2022-10-29, 17:30–17:50, Track 1
Attributing a new campaign or malware to a known group is not an exact science. The skills it requires and the considerations surrounding it aren't given nearly as much importance as the technical aspects of malware analysis in training and discussions. Yet, it is often the part that will garner the most attention from journalists and the general public. Proper attribution can add great value to a report; helping organizations relate new activity to their threat model and providing researchers and law enforcement with the means to link clusters of activity. When done wrong, however, it can undermine the credibility of the field and generate undue alarm. Since researchers base their attribution on available material, incorrect links can lead future efforts astray and create lasting confusion.
In this presentation, we will first explain how we do attribution using technical artifacts -- such as code similarity and tool reuse --, infrastructure, TTPs, and socio-political factors like victimology. We will use concrete examples from previous research to illustrate how these indicators can be used, or misused, to cluster activity. We will discuss the relative merits and reliability of these indicators along with how they can be combined to arrive at a more accurate conclusion.

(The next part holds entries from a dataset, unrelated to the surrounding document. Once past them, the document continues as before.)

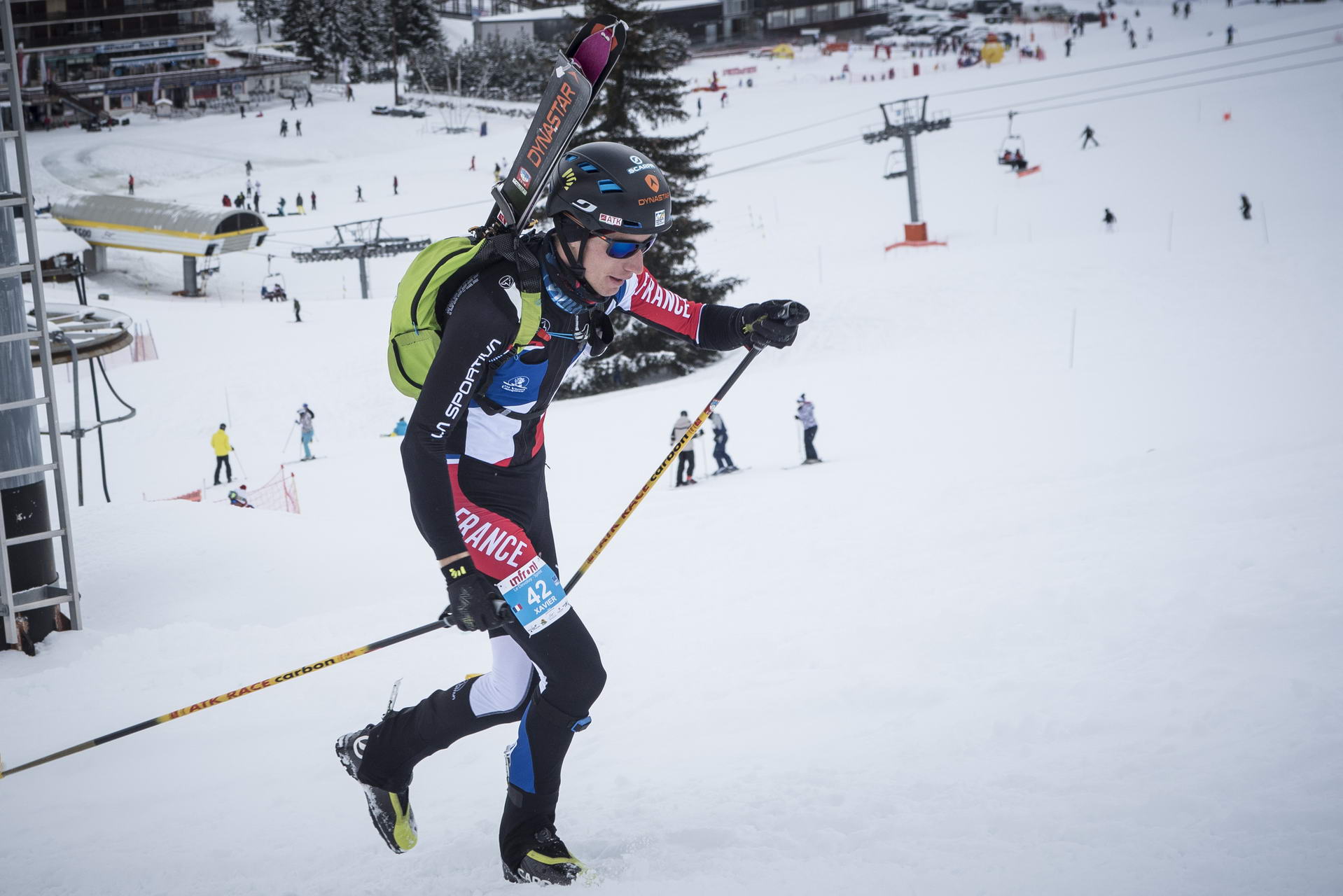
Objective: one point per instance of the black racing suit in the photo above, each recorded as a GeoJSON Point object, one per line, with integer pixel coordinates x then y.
{"type": "Point", "coordinates": [477, 484]}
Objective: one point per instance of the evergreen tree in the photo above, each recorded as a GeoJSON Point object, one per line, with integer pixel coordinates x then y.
{"type": "Point", "coordinates": [301, 23]}
{"type": "Point", "coordinates": [336, 26]}
{"type": "Point", "coordinates": [261, 13]}
{"type": "Point", "coordinates": [410, 26]}
{"type": "Point", "coordinates": [639, 96]}
{"type": "Point", "coordinates": [367, 35]}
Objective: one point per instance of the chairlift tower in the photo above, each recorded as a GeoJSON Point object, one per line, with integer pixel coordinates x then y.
{"type": "Point", "coordinates": [361, 239]}
{"type": "Point", "coordinates": [907, 118]}
{"type": "Point", "coordinates": [32, 584]}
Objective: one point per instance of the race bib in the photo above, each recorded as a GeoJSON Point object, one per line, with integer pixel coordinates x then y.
{"type": "Point", "coordinates": [535, 596]}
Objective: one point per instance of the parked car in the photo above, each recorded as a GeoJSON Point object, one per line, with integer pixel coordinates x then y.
{"type": "Point", "coordinates": [399, 112]}
{"type": "Point", "coordinates": [1047, 13]}
{"type": "Point", "coordinates": [917, 24]}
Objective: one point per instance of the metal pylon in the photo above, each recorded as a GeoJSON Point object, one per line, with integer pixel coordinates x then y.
{"type": "Point", "coordinates": [19, 468]}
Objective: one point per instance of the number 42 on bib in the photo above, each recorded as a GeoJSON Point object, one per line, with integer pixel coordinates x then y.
{"type": "Point", "coordinates": [535, 596]}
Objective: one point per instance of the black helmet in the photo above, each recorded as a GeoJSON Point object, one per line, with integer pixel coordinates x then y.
{"type": "Point", "coordinates": [611, 187]}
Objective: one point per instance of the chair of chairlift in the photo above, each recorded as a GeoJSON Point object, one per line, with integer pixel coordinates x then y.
{"type": "Point", "coordinates": [1012, 144]}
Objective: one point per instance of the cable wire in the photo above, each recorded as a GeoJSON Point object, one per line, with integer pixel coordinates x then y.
{"type": "Point", "coordinates": [1041, 78]}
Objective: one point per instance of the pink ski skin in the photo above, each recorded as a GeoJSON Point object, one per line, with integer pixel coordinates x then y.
{"type": "Point", "coordinates": [592, 54]}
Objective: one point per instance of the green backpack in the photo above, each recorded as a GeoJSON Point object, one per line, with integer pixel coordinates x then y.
{"type": "Point", "coordinates": [431, 280]}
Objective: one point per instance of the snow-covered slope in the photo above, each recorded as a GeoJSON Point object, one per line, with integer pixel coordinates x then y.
{"type": "Point", "coordinates": [1059, 614]}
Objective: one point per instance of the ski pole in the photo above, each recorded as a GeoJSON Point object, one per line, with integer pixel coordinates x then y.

As we go along, we'll cover the pitfalls associated with each of them, with examples of how we can get it wrong. We'll also bring up other obstacles encountered when doing attribution including the varying definitions of certain groups between various researchers, along with tool sharing and so-called "umbrella groups" that encapsulate multiple sub-groups.
The presentation will conclude with a discussion of the importance of documenting the reasons and confidence level associated with such claims. We will briefly touch on the larger ethical and social considerations that surround this issue to encourage researchers to be rigorous when attributing threats and evaluating claims from external reporting.